2022-01-30

【空へゆく階段】№57 読書室:日本語を教えよう 大野晋・丸谷才一・大岡信・井上ひさし著『日本語相談一・二・三・四』(朝日新聞社刊) 田中裕明

【空へゆく階段】№57
読書室:日本語を教えよう
大野晋・丸谷才一・大岡信・井上ひさし著『日本語相談一・二・三・四』(朝日新聞社刊)

田中裕明
「晨」第45号 1991年9月

国語算数理科社会という。国語とは日本語のことだ。それでいて日本語と国語とは違うもののような印象がある。学校で習ったのは国語であって、日本語ではなかったような気がする。イギリス、フランスでは寡黙に国語というのはなくて英語、フランス語があるだろう。ちょっとしたことだが、大切なことのように思える。世界の何百とある言語の名の一つとして日本語を考えることだ。

日常生活の中で言葉を使っていて、日本語を使っているという明確な意識は持っていなのが普通だろう。たとえ俳句をつくる場合でも、いま日本語を使って俳句を作っているという意識は希薄であることが多い。水や空気のように身近にある日本語だが、この日本語について何か疑問を持つと、それが基本的であればあるほどその答えは見つからない。

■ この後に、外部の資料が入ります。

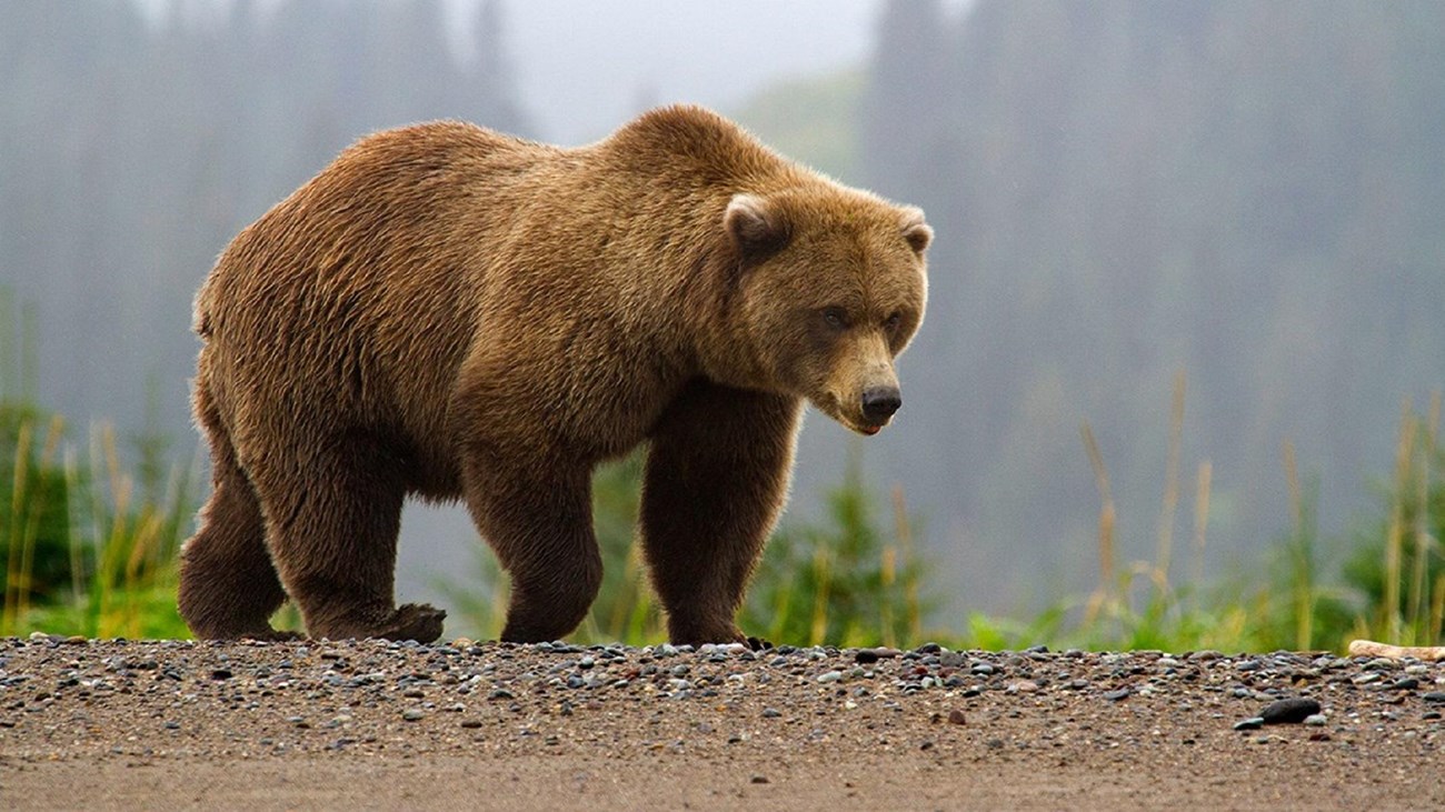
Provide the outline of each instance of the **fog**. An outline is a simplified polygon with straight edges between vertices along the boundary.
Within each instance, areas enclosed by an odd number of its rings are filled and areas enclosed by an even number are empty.
[[[857,449],[949,614],[1090,588],[1085,420],[1147,556],[1186,381],[1176,535],[1208,462],[1220,581],[1289,527],[1285,444],[1342,539],[1445,386],[1439,3],[14,0],[0,68],[0,288],[35,325],[26,355],[6,306],[0,397],[181,458],[191,296],[347,143],[455,117],[578,144],[673,101],[929,212],[905,407],[867,441],[811,413],[790,517]],[[399,591],[478,545],[409,509]]]

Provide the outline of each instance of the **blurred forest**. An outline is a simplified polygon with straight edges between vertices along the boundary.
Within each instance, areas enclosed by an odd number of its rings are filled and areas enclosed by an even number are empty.
[[[36,394],[182,448],[189,302],[236,231],[376,129],[548,136],[494,0],[467,55],[434,3],[194,6],[0,3],[0,288]],[[867,480],[903,485],[958,605],[1092,584],[1085,419],[1144,555],[1181,370],[1211,572],[1286,530],[1286,441],[1325,529],[1368,504],[1402,400],[1445,384],[1445,3],[893,0],[876,43],[731,113],[939,236]],[[841,470],[824,425],[803,509]]]

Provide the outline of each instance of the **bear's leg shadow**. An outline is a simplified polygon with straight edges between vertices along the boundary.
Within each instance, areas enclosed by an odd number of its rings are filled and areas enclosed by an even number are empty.
[[[236,449],[204,384],[197,418],[211,441],[211,498],[201,527],[181,552],[181,617],[204,640],[295,637],[270,627],[286,600],[270,553],[256,491],[236,462]]]
[[[512,576],[501,639],[542,643],[569,634],[603,584],[591,471],[577,461],[473,449],[465,493],[478,532]]]
[[[799,409],[695,383],[653,432],[642,540],[673,643],[746,640],[737,610],[788,496]]]
[[[305,462],[277,458],[253,471],[266,504],[266,543],[311,637],[384,637],[431,643],[447,613],[396,605],[396,535],[406,487],[379,441],[358,433],[312,438]]]

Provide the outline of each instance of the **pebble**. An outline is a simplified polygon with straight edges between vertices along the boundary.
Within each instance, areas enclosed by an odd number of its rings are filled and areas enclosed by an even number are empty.
[[[1270,702],[1260,711],[1264,724],[1299,724],[1319,712],[1319,702],[1305,696],[1293,696]]]

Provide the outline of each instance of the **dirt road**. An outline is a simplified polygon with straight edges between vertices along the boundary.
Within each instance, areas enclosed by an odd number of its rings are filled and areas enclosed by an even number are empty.
[[[0,808],[1441,809],[1442,711],[1308,653],[12,639]]]

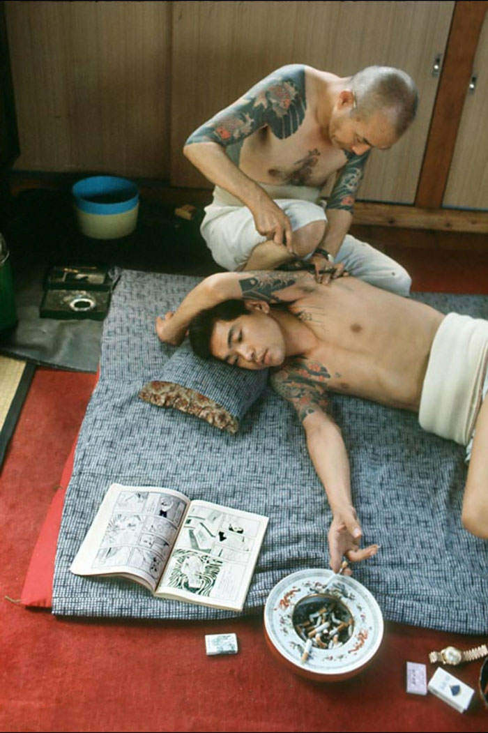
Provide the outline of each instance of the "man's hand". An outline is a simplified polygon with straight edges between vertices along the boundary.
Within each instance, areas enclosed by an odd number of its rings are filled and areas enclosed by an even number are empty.
[[[172,327],[171,318],[174,315],[173,311],[168,311],[164,318],[158,316],[156,318],[156,334],[160,341],[172,346],[180,346],[186,334],[186,329],[175,331]]]
[[[344,268],[341,262],[333,264],[327,257],[319,252],[316,252],[310,258],[310,262],[315,268],[315,279],[317,282],[327,285],[330,280],[336,280],[338,277],[345,277],[349,273]]]
[[[292,245],[292,224],[285,214],[270,197],[262,198],[252,212],[256,229],[268,240],[283,245],[290,254],[295,254]]]
[[[362,536],[363,532],[352,507],[335,515],[329,528],[330,564],[334,572],[339,572],[344,556],[351,562],[359,562],[376,555],[378,545],[370,545],[359,549]],[[351,572],[349,569],[344,570],[344,575],[351,575]]]

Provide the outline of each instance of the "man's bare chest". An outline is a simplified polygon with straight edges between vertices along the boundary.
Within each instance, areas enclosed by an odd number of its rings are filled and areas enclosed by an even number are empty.
[[[258,130],[243,146],[240,167],[263,183],[322,186],[345,163],[344,152],[308,123],[284,139],[269,129]]]

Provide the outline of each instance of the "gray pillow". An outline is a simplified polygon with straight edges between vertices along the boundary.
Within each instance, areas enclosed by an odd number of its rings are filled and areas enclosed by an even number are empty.
[[[168,359],[159,380],[148,382],[141,399],[158,407],[195,415],[221,430],[234,433],[249,408],[265,389],[267,369],[230,366],[217,359],[202,359],[189,341]]]

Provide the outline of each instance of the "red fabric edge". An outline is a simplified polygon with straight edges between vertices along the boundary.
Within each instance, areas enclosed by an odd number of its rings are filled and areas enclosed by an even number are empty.
[[[97,372],[97,382],[99,378],[100,367]],[[21,595],[21,604],[28,608],[51,608],[53,605],[53,581],[58,535],[66,490],[73,474],[77,443],[78,435],[64,464],[59,487],[51,502],[29,564]]]

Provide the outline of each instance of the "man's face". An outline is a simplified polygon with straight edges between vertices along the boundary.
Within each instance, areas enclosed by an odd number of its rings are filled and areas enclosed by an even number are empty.
[[[265,313],[253,312],[232,321],[218,320],[210,337],[210,351],[218,359],[243,369],[279,366],[286,356],[283,333]]]
[[[335,147],[362,155],[372,147],[388,150],[398,140],[388,115],[374,112],[367,119],[356,117],[353,101],[338,102],[329,122],[329,137]]]

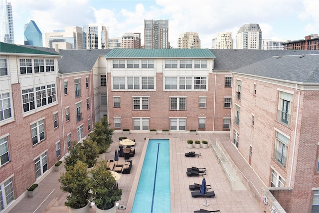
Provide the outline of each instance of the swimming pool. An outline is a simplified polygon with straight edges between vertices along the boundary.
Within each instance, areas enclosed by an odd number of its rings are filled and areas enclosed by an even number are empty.
[[[150,139],[132,213],[170,212],[169,140]]]

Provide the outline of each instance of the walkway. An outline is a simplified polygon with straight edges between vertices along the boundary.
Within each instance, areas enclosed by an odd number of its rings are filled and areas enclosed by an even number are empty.
[[[142,150],[144,149],[145,138],[169,138],[171,139],[170,143],[171,152],[171,212],[190,213],[200,209],[207,210],[219,210],[222,213],[260,213],[258,192],[255,192],[253,186],[254,185],[260,193],[262,187],[264,187],[263,183],[256,175],[251,167],[243,158],[233,145],[229,142],[229,135],[228,134],[201,134],[197,135],[190,135],[188,133],[173,133],[168,135],[158,134],[151,135],[149,134],[130,134],[123,135],[122,133],[115,133],[113,135],[114,143],[111,145],[111,151],[105,153],[105,159],[114,159],[114,150],[118,149],[119,137],[127,137],[128,138],[135,138],[136,141],[136,154],[130,160],[133,160],[133,167],[130,174],[122,174],[118,181],[119,187],[122,189],[122,201],[119,201],[120,206],[124,205],[126,210],[117,210],[117,213],[129,213],[132,209],[135,196],[135,190],[137,186],[139,174],[137,174],[139,168],[142,167],[144,158]],[[216,158],[211,147],[209,149],[189,149],[187,148],[186,141],[200,139],[200,140],[207,139],[215,146],[217,139],[221,145],[222,149],[225,152],[225,157],[231,159],[236,166],[242,172],[243,175],[249,180],[244,181],[244,184],[248,190],[232,190],[232,186],[227,180],[226,176],[222,169],[218,160]],[[184,153],[190,151],[201,153],[199,158],[187,158]],[[230,156],[231,156],[230,158]],[[230,165],[232,165],[232,161]],[[201,177],[187,177],[186,171],[191,166],[206,167],[207,175],[205,176],[207,184],[210,184],[212,190],[216,196],[214,198],[207,198],[207,207],[203,205],[204,199],[192,198],[188,185],[194,183],[200,184]],[[235,166],[236,168],[236,166]],[[64,169],[60,172],[64,172]],[[27,196],[23,198],[9,212],[10,213],[33,213],[43,202],[48,196],[47,200],[44,202],[36,213],[68,212],[68,208],[64,206],[66,194],[59,189],[60,184],[58,179],[60,172],[48,171],[49,174],[39,184],[39,193],[33,198]],[[242,178],[243,176],[239,176]],[[245,179],[242,178],[243,180]],[[54,191],[53,191],[54,190]],[[53,192],[52,192],[53,191]],[[49,195],[51,193],[51,195]],[[54,198],[57,198],[57,206],[52,207],[45,210],[46,207]],[[95,213],[95,207],[90,209],[90,213]]]

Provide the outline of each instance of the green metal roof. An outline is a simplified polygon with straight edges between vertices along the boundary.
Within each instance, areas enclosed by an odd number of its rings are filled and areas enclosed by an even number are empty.
[[[38,55],[61,55],[58,53],[39,50],[31,48],[24,47],[16,44],[0,42],[0,52],[6,53],[35,54]]]
[[[216,58],[209,49],[113,49],[105,57]]]

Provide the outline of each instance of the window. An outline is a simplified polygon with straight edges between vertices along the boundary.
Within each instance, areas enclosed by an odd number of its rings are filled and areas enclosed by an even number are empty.
[[[113,60],[113,68],[125,68],[124,60]]]
[[[223,128],[230,129],[230,118],[223,119]]]
[[[20,73],[32,73],[32,60],[20,59]]]
[[[311,213],[319,213],[319,190],[314,190],[314,199]]]
[[[114,118],[114,128],[121,128],[121,118]]]
[[[134,97],[133,109],[148,110],[149,109],[149,98],[147,97]]]
[[[154,68],[154,61],[153,60],[142,60],[142,68]]]
[[[66,121],[70,120],[70,108],[67,107],[65,108],[65,120]]]
[[[34,72],[44,72],[44,60],[43,59],[33,59]]]
[[[10,93],[0,94],[0,121],[11,118]]]
[[[192,61],[191,60],[180,60],[179,68],[191,68]]]
[[[101,86],[106,86],[106,75],[101,75]]]
[[[75,97],[81,96],[81,79],[74,79]]]
[[[171,110],[186,110],[186,98],[170,98]]]
[[[170,130],[185,130],[186,118],[170,118]]]
[[[231,97],[224,97],[224,108],[230,108],[231,106]]]
[[[47,72],[54,71],[54,60],[53,59],[45,59],[45,69]]]
[[[237,80],[237,87],[236,88],[236,98],[238,100],[240,100],[240,93],[241,92],[241,81]]]
[[[121,98],[120,97],[113,97],[113,107],[120,107]]]
[[[107,104],[107,96],[106,93],[101,94],[101,105],[106,105]]]
[[[278,132],[276,132],[274,158],[282,166],[286,167],[289,139]]]
[[[206,108],[206,97],[199,97],[199,108]]]
[[[8,138],[4,137],[0,139],[0,166],[10,161],[9,159],[9,149],[8,148]]]
[[[135,118],[133,119],[134,130],[149,130],[150,119],[148,118]]]
[[[2,212],[14,200],[13,184],[12,178],[10,178],[0,185],[0,211]]]
[[[191,89],[191,77],[179,77],[179,89]]]
[[[205,129],[206,128],[206,118],[198,118],[198,128]]]
[[[113,77],[113,89],[125,89],[125,77]]]
[[[195,60],[194,68],[204,69],[207,67],[207,60]]]
[[[231,87],[232,77],[225,77],[225,87]]]
[[[194,78],[194,89],[206,89],[206,77]]]
[[[235,108],[235,123],[239,125],[239,115],[240,114],[240,107],[236,105]]]
[[[293,96],[292,94],[279,92],[277,121],[288,125],[290,125],[291,121]]]
[[[165,77],[165,89],[177,89],[177,77]]]
[[[284,187],[285,180],[273,169],[271,172],[271,187]]]
[[[0,59],[0,76],[8,75],[8,68],[6,65],[6,59]]]
[[[59,126],[58,113],[53,114],[53,123],[54,125],[54,128],[56,128]]]
[[[140,89],[140,77],[128,77],[128,89]]]
[[[78,142],[83,138],[83,125],[82,125],[76,128],[76,134],[78,136]]]
[[[68,82],[67,81],[64,81],[64,95],[67,95],[68,94]]]
[[[61,155],[61,152],[60,151],[60,142],[55,144],[55,151],[56,152],[56,157],[58,157]]]
[[[71,147],[71,133],[68,134],[68,148]]]
[[[142,89],[154,89],[154,77],[142,77]]]
[[[165,68],[177,68],[177,60],[165,60]]]
[[[46,153],[34,160],[35,177],[37,179],[48,170],[48,163]]]
[[[45,139],[44,134],[44,120],[41,120],[31,125],[32,143],[35,145]]]

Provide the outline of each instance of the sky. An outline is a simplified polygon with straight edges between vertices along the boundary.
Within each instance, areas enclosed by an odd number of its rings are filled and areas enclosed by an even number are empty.
[[[263,39],[299,40],[319,34],[318,0],[7,0],[13,15],[14,43],[24,44],[24,24],[34,21],[42,33],[102,23],[109,37],[140,32],[144,19],[168,19],[168,40],[177,47],[180,34],[198,32],[201,48],[211,48],[218,32],[231,32],[235,48],[239,28],[259,24]]]

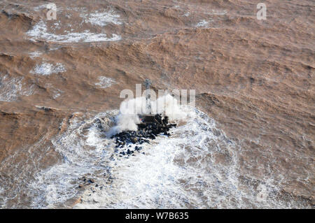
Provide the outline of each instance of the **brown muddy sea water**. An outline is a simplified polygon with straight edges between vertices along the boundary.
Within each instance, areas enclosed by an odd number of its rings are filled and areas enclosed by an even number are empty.
[[[0,208],[314,208],[315,2],[260,1],[1,1]],[[146,78],[196,108],[117,157]]]

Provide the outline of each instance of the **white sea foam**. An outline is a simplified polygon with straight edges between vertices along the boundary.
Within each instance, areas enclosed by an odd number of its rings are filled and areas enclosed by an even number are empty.
[[[38,52],[38,51],[35,51],[35,52],[30,52],[29,55],[29,57],[31,57],[31,59],[34,59],[36,57],[39,57],[43,53],[41,52]]]
[[[267,176],[264,199],[257,199],[261,192],[240,180],[241,148],[206,114],[183,110],[186,122],[171,137],[159,136],[135,156],[122,157],[103,134],[118,111],[90,118],[74,114],[68,129],[52,141],[62,162],[38,173],[29,185],[31,206],[57,208],[78,195],[78,178],[88,175],[99,187],[87,186],[75,208],[288,207],[274,199],[279,189]]]
[[[31,73],[46,75],[65,71],[66,71],[66,70],[64,68],[64,66],[61,63],[57,63],[56,65],[54,65],[44,62],[41,64],[36,64],[30,72]]]
[[[209,21],[206,21],[205,20],[201,20],[199,22],[195,27],[206,27],[209,24]]]
[[[181,109],[177,100],[170,94],[159,97],[156,101],[150,102],[151,113],[164,113],[171,121],[185,118],[186,114]],[[140,122],[138,114],[149,113],[146,108],[146,98],[138,97],[122,102],[120,113],[115,117],[116,125],[113,127],[107,135],[111,136],[123,131],[136,130],[137,124]]]
[[[115,14],[113,10],[108,10],[106,12],[95,12],[90,14],[82,14],[81,17],[84,18],[85,22],[89,22],[94,25],[104,27],[109,23],[115,24],[122,24],[119,21],[120,15]]]
[[[48,31],[45,22],[40,21],[28,31],[27,34],[31,37],[31,40],[44,39],[48,41],[56,43],[78,43],[78,42],[97,42],[97,41],[117,41],[121,39],[120,36],[113,34],[108,38],[106,34],[94,34],[85,30],[84,32],[68,32],[66,34],[57,35]]]
[[[95,85],[99,88],[107,88],[111,86],[115,82],[115,80],[105,76],[99,76],[98,78],[99,82],[95,83]]]
[[[1,73],[0,73],[1,75]],[[34,93],[34,85],[23,83],[23,77],[10,78],[0,75],[0,101],[13,101],[19,96],[29,96]]]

自然科学でも問いが本質的であればあるほど答えにくいのと同じように。

そんなときにうってつけの本がある。これは当代の言葉の達人が一問一答形式で日本語に関する疑問に答えた本である。たとえば、

問 「虫」のつく用語はたくさんあります。「泣き虫」「弱虫」などとか。また「虫がいい」「虫が知らす」とか、「水虫」「田虫」などなど、どういう意味があって使われているのでしょうか。ちなみにわが家には「甘え虫」「くっつき虫」がいます。

という質問に対して丸谷才一さんが、「中国の道教では、人の体内に三匹の虫が住んでゐると考へました。」と説きだして答えている。「そして庚申の日の夜には眠つてゐる人の体から抜け出して、その人の犯した罪を天帝に告げる。そんなことをされてはたまらないので、庚申の夜はみんなが集まつて、夜どほし眠らないで遊んだ。平安時代の人々はこれを庚申待と言ひました。」庚申信仰と虫の知らせが係わりがあったなんて知らなかったなぁ。「虫が好く」「虫が嫌う」という言いまわしも同じで心をつかさどる虫のせいにしたのだという。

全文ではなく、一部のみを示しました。